The Monkey Wrench Pang

Ron Sims must pull off a perfectly run election, and his staffers are concerned about sabotage.

Ron Sims’ re-election hangs by a thread. Despite missteps and mismanagement, the King County exec should be in a strong position for re-election. He’s a blue politician in a blue-to-purple county, a two-term incumbent who has drawn a comparatively little known and lackluster opponent in Republican Dave Irons.

But Sims has both real and potential problems that are approaching fast as Labor Day nears. With the Sept. 20 primary election, he has very little time to fix—or even appear to fix—some serious systemic problems with the elections department that were identified by his own independent commission and other critics. The county’s elections department is so screwed up and demoralized that they still cannot even find a qualified candidate interested in the job of elections superintendent. Late last week, six Republican County Council members, led by Sims’ opponent Irons, asked Sims to get outside help running the primary from Secretary of State Sam Reed.

That doesn’t bode well. If there are any major screwups in the primary, Sims could find himself taking the blame from an angry public in the November general election. In short, Sims could lose his office if the county screws up one more election. The September primary will be the first test since a judge in Wenatchee settled the disputed gubernatorial election of 2004 in a court case that exposed many of the county’s failings amid open partisan warfare over the elections process. It’s also the first vote since Sims’ own commission tattooed the words “accountable” on his forehead.

One indication of the tension and stakes was a response to last week’s Mossback column (see “A Big SWAT for Ron Sims,” Aug. 3), which detailed how the Independent Task Force on Elections clearly put the stinking carcass of the county’s problems at Sims’ feet. The day after the column appeared, Sims’ chief of staff, Kurt Triplett, and communications director, Carolyn Duncan, came down to Mossback’s Western Avenue stump to convey in person a message—that they are well aware it is their job to restore democracy and confidence in democracy in King County. The short version: “We get it,” followed by a list of what they are doing about it.

First, the county is actively working to fill 14 new positions in the elections department, positions approved by the County Council, including hiring quality control specialists who will assist in the handling, sorting, and counting of ballots.

Second, Sims is redeploying key managers within King County government— “the best and brightest,” his aides say—to take over some of the functions that would ordinarily be handled by Dean Logan, the much- criticized head of the Elections, Records, and Licensing Services Division. Instead of firing Logan, who is by accounts a poor manager but a knowledgeable election “technician,” they are off-loading many of his duties onto an ad hoc group of senior county managers so Logan can essentially fill the vacant superintendent of elections role. Those lending management muscle include Bob Burns, deputy director of the Department of Natural Resources and Parks.

Third, heads will roll. “The people who need to go will go,” promises Triplett. They are talking with the human resources department, the prosecuting attorney’s office, and labor unions to ensure that they weed out the elections department’s bad apples by the book. That means, undoubtedly, a slow process, but they promise there will be news on this front very soon.

Fourth, Sims has embraced the task force’s plea to hire a turnaround team, though it won’t be in place before the primary. The problem is, no one knows what such a team looks like. It’s not like there are outside consulting firms that specialize in turning around elections offices. How about someone who specializes in shock therapy?

Sims hopes to have his new-look primary election team ready by Monday, Aug. 15.

Triplett likens trying to remake the elections department to performing heart surgery while the patient is playing tennis: There are so many elections (counting all the small, local elections the county runs during the year) that it’s hard to make systemic technological, personnel, and cultural changes on the fly.
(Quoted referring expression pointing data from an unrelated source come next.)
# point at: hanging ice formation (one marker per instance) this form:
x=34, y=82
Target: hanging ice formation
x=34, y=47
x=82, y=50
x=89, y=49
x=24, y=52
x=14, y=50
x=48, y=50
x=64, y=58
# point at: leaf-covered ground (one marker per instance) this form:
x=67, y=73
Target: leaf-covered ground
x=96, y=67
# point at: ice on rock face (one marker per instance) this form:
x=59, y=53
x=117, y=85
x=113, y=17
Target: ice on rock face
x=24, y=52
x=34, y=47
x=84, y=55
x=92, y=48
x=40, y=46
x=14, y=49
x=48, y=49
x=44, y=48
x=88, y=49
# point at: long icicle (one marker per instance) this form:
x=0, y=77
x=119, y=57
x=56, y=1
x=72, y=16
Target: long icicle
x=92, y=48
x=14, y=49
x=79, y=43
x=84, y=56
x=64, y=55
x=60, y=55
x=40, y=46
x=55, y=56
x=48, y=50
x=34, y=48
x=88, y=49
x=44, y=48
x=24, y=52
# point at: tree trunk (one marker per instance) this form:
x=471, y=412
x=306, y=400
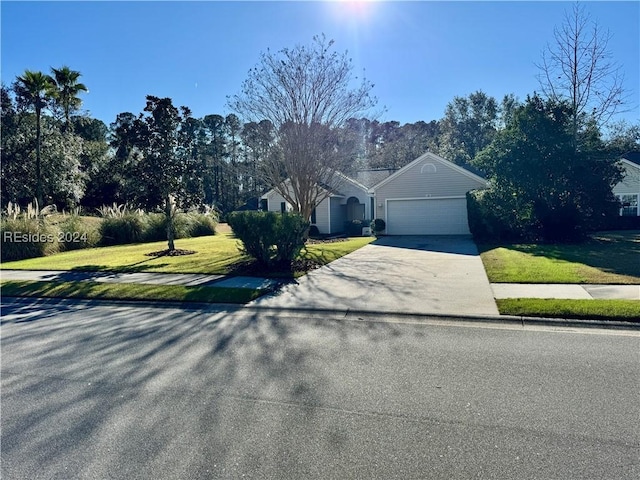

What adds to the risk is that the “doctor” performing heart surgery has been charged with malpractice. Sims is trying to fix things, but with very little goodwill from his partisan critics and an uneasiness on the part of the general electorate.

Sims’ aides worry that the bar for success is too high. Not only must the election be 100 percent accurate—and the chances of that are slim—but Sims might be blamed if there is even the perception of screwups. If a bunch of county Republicans, say, decided to claim falsely that they hadn’t received their absentee ballots, well, it could be film at 11 on TV about yet another “blown” election. In addition, there is the intense scrutiny of partisan critics. Triplett and Duncan note that election gadfly and Irons-supporter Stefan Sharkansky, the Sound Politics blogger, has applied to be a poll worker and that state GOP party Chair Chris Vance has previously vowed to “harass” the county.

Asked if they were worried that the GOP might try to monkey-wrench the primary, Triplett replied frankly, “Yes, we are.”

Vance says there is no reason to worry: “There is no strategy to screw up the election in order to make Ron Sims look incompetent. He’s already doing a good job of that on his own.”

Is the fear of sabotage realistic, delusional, or a symptom of how far everyone’s confidence in fair play has eroded? At the very least, it’s an indicator that Sims is now operating with no margin for error.